I – Le but de nos vies : le bonheur ! par l’offrande…
Quelle est notre vie, pourquoi sommes-nous faits ? C’est une vraie bonne question. Et quand on réfléchit un peu, en philosophie, de notre expérience humaine, que voulons-nous tous au fond de nous ? Être heureux ? Être dans la joie ? Je pense que c’est ça, non ? On est tous d’accord ? On signe ? On vote ? Je veux bien être heureux, je veux bien être joyeux. C’est pour ça que nous sommes faits. Et Dieu nous a créés pour ça. C’est d’ailleurs pour cela que, dans l’Évangile selon saint Matthieu, le premier mot c’est « heureux ». « Heureux les pauvres, le royaume des cieux est à eux. » Vous savez, Il le dit huit fois d’affilée.

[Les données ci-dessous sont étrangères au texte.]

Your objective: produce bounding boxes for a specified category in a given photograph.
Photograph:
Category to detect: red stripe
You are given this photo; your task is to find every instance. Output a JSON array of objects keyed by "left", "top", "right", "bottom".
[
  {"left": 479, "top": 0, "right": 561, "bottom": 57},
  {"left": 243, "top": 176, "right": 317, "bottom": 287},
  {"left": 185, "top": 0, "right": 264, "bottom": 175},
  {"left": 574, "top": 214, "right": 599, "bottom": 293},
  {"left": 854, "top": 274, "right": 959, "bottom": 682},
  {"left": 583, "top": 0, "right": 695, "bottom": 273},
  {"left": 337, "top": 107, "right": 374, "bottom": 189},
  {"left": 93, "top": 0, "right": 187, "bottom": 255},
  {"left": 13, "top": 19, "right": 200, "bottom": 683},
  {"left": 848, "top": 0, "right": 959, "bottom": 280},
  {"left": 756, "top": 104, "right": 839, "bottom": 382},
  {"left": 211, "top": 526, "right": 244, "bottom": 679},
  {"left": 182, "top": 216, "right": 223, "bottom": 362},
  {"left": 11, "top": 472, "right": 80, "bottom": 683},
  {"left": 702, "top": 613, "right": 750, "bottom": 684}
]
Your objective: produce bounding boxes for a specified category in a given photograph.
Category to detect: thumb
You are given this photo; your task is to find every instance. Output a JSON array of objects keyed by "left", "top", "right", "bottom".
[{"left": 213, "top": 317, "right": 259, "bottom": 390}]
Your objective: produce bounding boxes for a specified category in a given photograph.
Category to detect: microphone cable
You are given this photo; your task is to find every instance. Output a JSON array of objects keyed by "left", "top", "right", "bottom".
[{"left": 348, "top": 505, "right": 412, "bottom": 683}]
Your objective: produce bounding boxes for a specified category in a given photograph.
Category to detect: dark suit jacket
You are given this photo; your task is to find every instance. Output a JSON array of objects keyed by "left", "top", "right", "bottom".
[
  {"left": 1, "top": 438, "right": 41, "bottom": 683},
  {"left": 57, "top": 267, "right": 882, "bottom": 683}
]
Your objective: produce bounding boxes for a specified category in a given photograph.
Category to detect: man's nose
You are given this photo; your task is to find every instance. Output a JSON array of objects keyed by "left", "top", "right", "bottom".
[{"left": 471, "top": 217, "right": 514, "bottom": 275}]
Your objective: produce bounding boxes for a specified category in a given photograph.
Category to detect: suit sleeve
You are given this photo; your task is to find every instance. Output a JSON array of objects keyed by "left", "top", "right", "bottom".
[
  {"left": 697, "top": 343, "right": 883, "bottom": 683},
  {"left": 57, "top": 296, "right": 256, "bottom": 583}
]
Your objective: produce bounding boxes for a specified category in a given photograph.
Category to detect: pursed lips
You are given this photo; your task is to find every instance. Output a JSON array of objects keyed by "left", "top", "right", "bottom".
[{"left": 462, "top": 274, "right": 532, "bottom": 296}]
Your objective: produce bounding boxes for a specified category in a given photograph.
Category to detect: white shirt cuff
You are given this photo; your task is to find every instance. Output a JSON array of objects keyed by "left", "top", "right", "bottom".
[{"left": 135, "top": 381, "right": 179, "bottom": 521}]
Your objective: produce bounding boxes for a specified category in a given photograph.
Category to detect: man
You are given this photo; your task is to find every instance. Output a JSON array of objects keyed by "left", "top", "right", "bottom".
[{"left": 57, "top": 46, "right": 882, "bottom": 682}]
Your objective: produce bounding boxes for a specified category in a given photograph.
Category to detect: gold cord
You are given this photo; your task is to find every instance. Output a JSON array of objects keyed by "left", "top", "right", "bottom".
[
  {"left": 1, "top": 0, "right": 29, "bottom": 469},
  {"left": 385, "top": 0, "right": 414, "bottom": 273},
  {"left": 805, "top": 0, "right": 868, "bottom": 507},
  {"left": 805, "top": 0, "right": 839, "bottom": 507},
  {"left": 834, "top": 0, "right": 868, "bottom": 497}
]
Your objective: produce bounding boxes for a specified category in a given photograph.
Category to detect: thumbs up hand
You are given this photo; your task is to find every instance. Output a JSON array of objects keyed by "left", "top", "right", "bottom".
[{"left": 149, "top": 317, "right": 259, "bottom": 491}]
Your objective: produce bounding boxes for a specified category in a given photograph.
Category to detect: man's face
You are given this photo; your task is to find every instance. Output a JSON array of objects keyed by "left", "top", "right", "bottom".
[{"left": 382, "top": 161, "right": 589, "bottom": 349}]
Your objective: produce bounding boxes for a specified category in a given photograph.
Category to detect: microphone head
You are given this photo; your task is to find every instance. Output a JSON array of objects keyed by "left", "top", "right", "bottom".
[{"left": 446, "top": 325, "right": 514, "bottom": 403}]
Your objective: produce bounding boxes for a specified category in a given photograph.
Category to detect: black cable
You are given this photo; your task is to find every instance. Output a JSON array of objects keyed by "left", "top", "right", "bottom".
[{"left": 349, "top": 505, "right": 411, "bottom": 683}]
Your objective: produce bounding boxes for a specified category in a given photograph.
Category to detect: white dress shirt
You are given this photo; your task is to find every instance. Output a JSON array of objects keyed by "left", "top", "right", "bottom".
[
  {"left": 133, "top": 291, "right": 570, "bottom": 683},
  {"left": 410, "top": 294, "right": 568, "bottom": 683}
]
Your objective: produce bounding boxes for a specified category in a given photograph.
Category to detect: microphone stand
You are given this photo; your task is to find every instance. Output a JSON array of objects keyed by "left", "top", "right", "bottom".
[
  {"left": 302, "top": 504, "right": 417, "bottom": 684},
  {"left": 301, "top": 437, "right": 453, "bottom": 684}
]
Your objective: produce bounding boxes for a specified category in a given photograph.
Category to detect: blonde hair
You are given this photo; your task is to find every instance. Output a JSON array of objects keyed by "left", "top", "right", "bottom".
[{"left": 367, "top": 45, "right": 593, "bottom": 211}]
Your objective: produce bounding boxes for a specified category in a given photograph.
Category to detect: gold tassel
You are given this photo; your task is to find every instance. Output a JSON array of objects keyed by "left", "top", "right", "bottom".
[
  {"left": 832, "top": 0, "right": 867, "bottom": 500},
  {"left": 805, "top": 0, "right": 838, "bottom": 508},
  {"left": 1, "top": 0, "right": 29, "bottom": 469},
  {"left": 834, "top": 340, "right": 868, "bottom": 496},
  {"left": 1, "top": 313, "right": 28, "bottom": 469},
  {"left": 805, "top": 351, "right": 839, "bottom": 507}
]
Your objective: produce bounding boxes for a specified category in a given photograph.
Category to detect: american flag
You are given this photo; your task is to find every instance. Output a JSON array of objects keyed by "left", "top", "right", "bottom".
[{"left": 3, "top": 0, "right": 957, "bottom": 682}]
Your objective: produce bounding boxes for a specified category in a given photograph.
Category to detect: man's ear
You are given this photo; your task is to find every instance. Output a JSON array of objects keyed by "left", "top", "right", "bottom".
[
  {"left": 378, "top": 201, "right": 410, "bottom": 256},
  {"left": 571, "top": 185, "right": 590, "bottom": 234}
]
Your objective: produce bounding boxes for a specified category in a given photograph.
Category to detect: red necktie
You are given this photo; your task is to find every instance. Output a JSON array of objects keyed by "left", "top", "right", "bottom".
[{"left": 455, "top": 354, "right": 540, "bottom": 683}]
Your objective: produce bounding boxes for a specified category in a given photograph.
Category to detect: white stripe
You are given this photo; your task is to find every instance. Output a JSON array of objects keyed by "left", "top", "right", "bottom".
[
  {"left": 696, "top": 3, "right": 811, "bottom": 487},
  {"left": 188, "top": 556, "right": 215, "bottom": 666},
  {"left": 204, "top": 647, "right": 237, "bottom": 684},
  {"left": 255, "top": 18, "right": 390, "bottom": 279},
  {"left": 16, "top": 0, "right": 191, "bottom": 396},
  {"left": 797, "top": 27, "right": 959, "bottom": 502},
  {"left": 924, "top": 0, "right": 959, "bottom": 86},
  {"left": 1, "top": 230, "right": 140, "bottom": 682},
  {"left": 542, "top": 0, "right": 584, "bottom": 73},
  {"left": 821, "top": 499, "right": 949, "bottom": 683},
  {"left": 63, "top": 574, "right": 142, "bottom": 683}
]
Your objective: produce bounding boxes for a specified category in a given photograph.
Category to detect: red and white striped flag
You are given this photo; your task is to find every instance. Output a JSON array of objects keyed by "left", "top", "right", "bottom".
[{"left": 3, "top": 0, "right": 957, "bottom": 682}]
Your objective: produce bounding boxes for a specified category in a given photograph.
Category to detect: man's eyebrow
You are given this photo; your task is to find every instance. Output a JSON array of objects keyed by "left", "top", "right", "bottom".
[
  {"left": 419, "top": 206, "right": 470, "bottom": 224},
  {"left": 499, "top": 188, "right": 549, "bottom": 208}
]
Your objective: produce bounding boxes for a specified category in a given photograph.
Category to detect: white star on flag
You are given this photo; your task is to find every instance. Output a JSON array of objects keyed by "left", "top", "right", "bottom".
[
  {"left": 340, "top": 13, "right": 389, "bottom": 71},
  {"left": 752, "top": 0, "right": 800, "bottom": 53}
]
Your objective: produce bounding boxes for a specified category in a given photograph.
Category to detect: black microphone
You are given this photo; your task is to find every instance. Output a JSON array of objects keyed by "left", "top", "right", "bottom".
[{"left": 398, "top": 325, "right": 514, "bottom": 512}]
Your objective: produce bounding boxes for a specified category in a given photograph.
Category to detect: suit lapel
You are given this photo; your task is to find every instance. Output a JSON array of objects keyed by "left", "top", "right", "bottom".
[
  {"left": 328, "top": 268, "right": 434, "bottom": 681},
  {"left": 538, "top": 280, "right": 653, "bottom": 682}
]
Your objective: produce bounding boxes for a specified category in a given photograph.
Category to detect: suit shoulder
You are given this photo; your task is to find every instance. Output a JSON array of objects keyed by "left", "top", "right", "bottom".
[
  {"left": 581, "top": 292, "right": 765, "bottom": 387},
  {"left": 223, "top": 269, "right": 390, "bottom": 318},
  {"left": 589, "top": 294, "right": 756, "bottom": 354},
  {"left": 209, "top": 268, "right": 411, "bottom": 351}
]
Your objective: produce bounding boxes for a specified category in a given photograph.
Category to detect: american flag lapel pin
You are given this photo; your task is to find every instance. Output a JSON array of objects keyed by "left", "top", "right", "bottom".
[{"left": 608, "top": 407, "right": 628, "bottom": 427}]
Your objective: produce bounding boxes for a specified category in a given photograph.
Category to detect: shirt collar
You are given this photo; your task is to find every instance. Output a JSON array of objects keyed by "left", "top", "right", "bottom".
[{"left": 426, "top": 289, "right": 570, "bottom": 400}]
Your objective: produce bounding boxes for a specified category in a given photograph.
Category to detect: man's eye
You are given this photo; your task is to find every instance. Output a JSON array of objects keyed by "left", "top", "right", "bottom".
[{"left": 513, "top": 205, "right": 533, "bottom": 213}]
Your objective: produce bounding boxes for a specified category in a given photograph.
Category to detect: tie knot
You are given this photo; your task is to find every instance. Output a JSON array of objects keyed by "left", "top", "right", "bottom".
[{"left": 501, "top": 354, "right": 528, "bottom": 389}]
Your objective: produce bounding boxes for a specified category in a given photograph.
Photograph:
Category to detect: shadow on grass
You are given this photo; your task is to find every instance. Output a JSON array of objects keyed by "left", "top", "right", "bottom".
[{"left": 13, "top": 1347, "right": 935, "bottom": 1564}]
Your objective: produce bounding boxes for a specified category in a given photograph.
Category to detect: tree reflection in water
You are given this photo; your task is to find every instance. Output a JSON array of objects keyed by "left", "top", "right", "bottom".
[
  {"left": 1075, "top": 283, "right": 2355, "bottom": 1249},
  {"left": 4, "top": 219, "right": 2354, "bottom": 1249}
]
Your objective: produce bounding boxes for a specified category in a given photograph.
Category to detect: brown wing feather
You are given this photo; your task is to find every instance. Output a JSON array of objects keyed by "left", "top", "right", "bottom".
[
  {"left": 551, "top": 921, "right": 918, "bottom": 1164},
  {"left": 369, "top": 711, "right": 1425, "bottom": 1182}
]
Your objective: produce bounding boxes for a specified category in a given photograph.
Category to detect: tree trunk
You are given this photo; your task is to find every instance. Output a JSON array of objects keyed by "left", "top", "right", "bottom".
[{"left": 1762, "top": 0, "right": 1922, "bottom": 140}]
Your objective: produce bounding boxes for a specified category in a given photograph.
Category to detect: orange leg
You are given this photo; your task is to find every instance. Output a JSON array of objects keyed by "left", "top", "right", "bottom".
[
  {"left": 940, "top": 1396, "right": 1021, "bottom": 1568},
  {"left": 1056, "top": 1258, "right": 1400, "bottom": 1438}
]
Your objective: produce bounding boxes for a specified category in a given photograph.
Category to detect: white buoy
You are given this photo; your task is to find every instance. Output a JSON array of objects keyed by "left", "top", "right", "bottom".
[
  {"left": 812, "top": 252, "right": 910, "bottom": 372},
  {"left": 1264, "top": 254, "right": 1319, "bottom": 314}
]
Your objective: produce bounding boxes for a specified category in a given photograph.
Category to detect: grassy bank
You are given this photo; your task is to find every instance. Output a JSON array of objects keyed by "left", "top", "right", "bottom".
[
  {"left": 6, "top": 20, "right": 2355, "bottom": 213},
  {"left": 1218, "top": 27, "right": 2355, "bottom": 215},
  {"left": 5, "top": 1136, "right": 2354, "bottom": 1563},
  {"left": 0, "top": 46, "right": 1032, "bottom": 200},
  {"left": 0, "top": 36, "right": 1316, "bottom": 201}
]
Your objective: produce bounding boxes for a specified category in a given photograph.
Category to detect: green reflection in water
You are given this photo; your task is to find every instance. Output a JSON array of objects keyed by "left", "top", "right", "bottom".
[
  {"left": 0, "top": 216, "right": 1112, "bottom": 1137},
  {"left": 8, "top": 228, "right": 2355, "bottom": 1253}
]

Alors, comment être heureux ? C’est la grande question, car nous avons tous des idées. Et il y a des idées qui sont de bonnes idées, et des idées qui donnent l’impression d’être des bonnes idées… Il y en a qui donnent effectivement de la joie, et il y en a qui donnent des fausses pistes. Alors, être le plus riche, c’est une fausse piste. Être le plus puissant, c’est une fausse piste aussi. Nous savons que nous sommes créés à l’image de Dieu. C’est la première page de la Bible. Nous l’avons entendu hier : « créés à l’image de Dieu ». Cela veut dire que nous faits pour être comme Lui. Et vous savez ce qu’est Dieu ? « Dieu est Amour ». Ils (les enfants qui vont être baptisés ont répondus) le savent. Dieu est Amour. Et qu’est-ce-que c’est que aimer ? C’est se donner pour la joie de l’autre. Vous savez, quand je me marie, j’aime l’autre, je me donne pour sa joie et son bonheur. Quand on se marie, on espère une petite réciprocité. Quand on est parent, on a des enfants parce qu’on veut leur joie et leur bonheur ; là, la réciprocité est moins évidente. Il y a quand même des moments de joie, des moments de retour. Et puis, Dieu nous aime, Il nous aime absolument gratuitement, Il n’attend rien de nous. Mais, comme Il nous a faits à Son image, eh bien notre bonheur et notre joie, nous la trouverons en aimant. Et qu’est-ce que c’est aimer ? C’est se donner. Et vous savez quel est le mot un peu technique pour dire se donner de façon totale et complète ? « Sacrifice ».
Sacrifice. Le
sacrifice ce n’est pas d’abord une question de sang, d’animal qui meurt, de feu.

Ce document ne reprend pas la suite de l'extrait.